Democrat Raphael Warnock has defeated Republican Sen. Kelly Loeffler in their Georgia runoff. The race between Democrat Jon Ossoff and former Sen. David Perdue is still too close to call.

More than three million people (40 percent of the state’s registered voters) cast a ballot in the runoff before yesterday. Between eight hundred thousand and over a million people were expected to vote on Election Day. Absentee ballots postmarked by Tuesday and received by Friday will be counted. If the final margins in either contest are within 0.5 percent of the vote, the losing candidate has the right under Georgia law to ask for a recount.

While we wait for results that will determine the leadership of the US Senate, Congress is meeting later today to discuss the Electoral College votes, the last step in certifying the next president of the United States.

Given the unprecedented complexities of these events in American political life, I need to write a two-part Daily Article. Today, we’ll survey what will take place in our nation’s capital and then close with a biblical reflection. Tomorrow, after we (presumably) have the results of today’s events, we’ll discuss what they mean for our country and our future.

Objections and an audit

Under federal law, Electoral College votes are counted in a joint session of Congress presided over by the president of the Senate—in this case, Vice President Mike Pence. The process begins this afternoon at 1 p.m. EST.

The vice president opens the states’ sealed certificates in alphabetical order, then hands them to one of four “tellers”—a Republican and a Democrat from each chamber of Congress. They review the certificates and announce the states’ votes. The process continues uninterrupted until all the votes are announced and tabulated.

Unless there is a recognized objection.

An objection to a state’s vote requires a written document signed by at least one member of the House of Representatives and one member of the Senate. Such an objection to a state’s entire slate of electors has been raised only once since the Electoral Count Act was enacted in 1887.

This is expected later today, however, as a dozen Republican House members have said they plan to object to votes from swing states won by Joe Biden. Sen.

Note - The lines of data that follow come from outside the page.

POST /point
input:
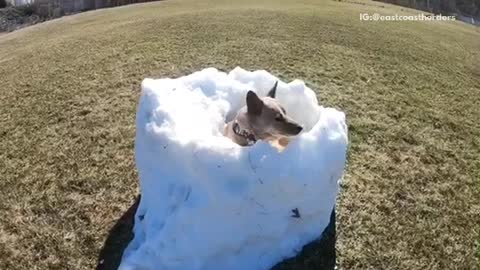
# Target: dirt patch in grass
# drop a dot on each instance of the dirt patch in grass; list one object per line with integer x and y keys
{"x": 70, "y": 87}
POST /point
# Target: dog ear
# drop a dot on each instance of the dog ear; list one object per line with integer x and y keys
{"x": 273, "y": 91}
{"x": 254, "y": 103}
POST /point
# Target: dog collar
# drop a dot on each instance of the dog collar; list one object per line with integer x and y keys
{"x": 248, "y": 136}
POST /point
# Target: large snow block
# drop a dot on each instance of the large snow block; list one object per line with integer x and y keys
{"x": 209, "y": 204}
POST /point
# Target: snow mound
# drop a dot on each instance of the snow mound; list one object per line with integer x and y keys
{"x": 209, "y": 204}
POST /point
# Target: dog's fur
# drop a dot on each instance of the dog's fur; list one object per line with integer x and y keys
{"x": 262, "y": 119}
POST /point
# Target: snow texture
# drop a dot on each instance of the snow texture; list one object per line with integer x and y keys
{"x": 209, "y": 204}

Josh Hawley (R-Mo.) announced last week that he plans to join at least some of these challenges.

On Saturday, eleven more GOP senators also stated that they would vote to sustain objections in six swing states—Arizona, Georgia, Michigan, Nevada, Pennsylvania, and Wisconsin—unless there is a ten-day audit to review votes that have already been certified.

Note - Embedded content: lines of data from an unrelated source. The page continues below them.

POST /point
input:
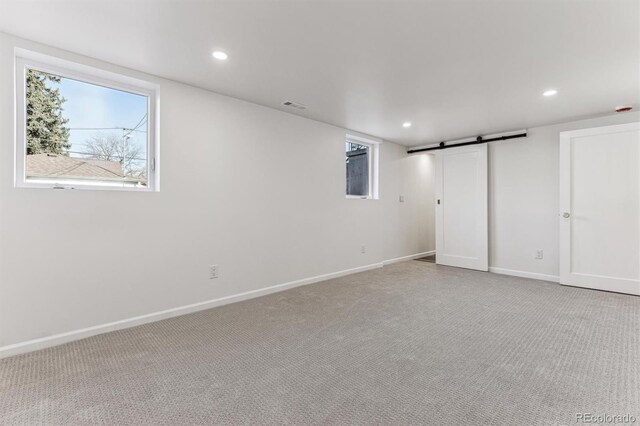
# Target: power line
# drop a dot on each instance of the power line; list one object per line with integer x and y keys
{"x": 106, "y": 128}
{"x": 92, "y": 154}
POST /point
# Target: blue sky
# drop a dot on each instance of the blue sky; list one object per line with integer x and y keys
{"x": 94, "y": 107}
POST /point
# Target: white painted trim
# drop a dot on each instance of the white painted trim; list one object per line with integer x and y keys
{"x": 410, "y": 257}
{"x": 59, "y": 339}
{"x": 524, "y": 274}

How Congress could change the election

If there is a recognized objection to a state’s vote, the vote counting is halted. Both chambers then engage in up to two hours of debate. Twelve members per side have a maximum of five minutes each. This is the time when evidence is presented before Congress (and the American public) regarding the integrity of that state’s presidential election.

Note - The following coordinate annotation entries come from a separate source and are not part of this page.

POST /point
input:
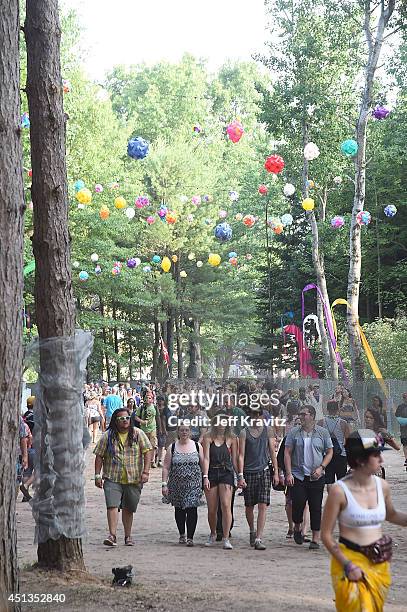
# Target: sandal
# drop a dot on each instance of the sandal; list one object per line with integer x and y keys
{"x": 110, "y": 540}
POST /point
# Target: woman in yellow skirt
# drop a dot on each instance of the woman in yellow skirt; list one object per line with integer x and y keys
{"x": 360, "y": 502}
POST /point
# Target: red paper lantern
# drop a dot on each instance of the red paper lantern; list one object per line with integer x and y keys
{"x": 274, "y": 164}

Each chamber then votes on whether to sustain the objection and dismiss the state’s votes. Majorities of both houses would have to vote to sustain this objection; if one chamber votes to reject the state’s votes but the other does not, the objection is dismissed.

According to House Majority Leader Steny Hoyer, the entire process could take up to four hours per state, factoring in the time it would take for both chambers to finish voting and then return to the floor. After the objection is voted on, the joint congressional session reconvenes and the count continues. If there’s another formal objection to another state’s vote, the process is repeated.

In 2005, an objection to Ohio’s electors by Democrats delayed the count by almost three hours. If the same occurs in all six states targeted this time, the vote count could easily go into tomorrow.

If successful challenges cost Joe Biden 37 electoral votes, his total would be reduced from 306 to 269. In this case, the House would select the next president. Under the Twelfth Amendment to the US Constitution, each state congressional delegation gets one vote. Each state decides how it will cast this vote. Since Republicans have a majority of representatives in twenty-six states, it is plausible that they would carry the election for President Trump.

However, Democrats have majority control of the House and are expected to be unified against any objection to a state’s vote. This would defeat a formal objection, but the Senate is not likely to vote in favor of an objection, either, as several GOP senators have opposed throwing out a state’s votes.

"Give grace to those who hear"

Tomorrow we will explore the larger significance of these monumental events. For today, let’s focus on this biblical fact: the way we discuss the divisive politics of our day relates directly to our ability to influence our culture for Christ.

Scripture calls us to “put away all malice and all deceit and hypocrisy and envy and all slander” (1 Peter 2:1). We are to “walk in wisdom toward outsiders” (Colossians 4:5) and to “let your speech always be gracious, seasoned with salt, so that you may know how you ought to answer each person” (v. 6).

Long after the political events of this week are over, every person you know will still need the eternal life only Jesus can offer. Our political engagement, even when motivated by a desire for truth and integrity in our political system, can be so divisive and caustic that nonbelievers will judge Christ by Christians and reject both.

This is why it is imperative to “let no corrupting talk come out of your mouths, but only such as is good for building up, as fits the occasion, that it may give grace to those who hear” (Ephesians 4:29).

Will you “give grace to those who hear” you today?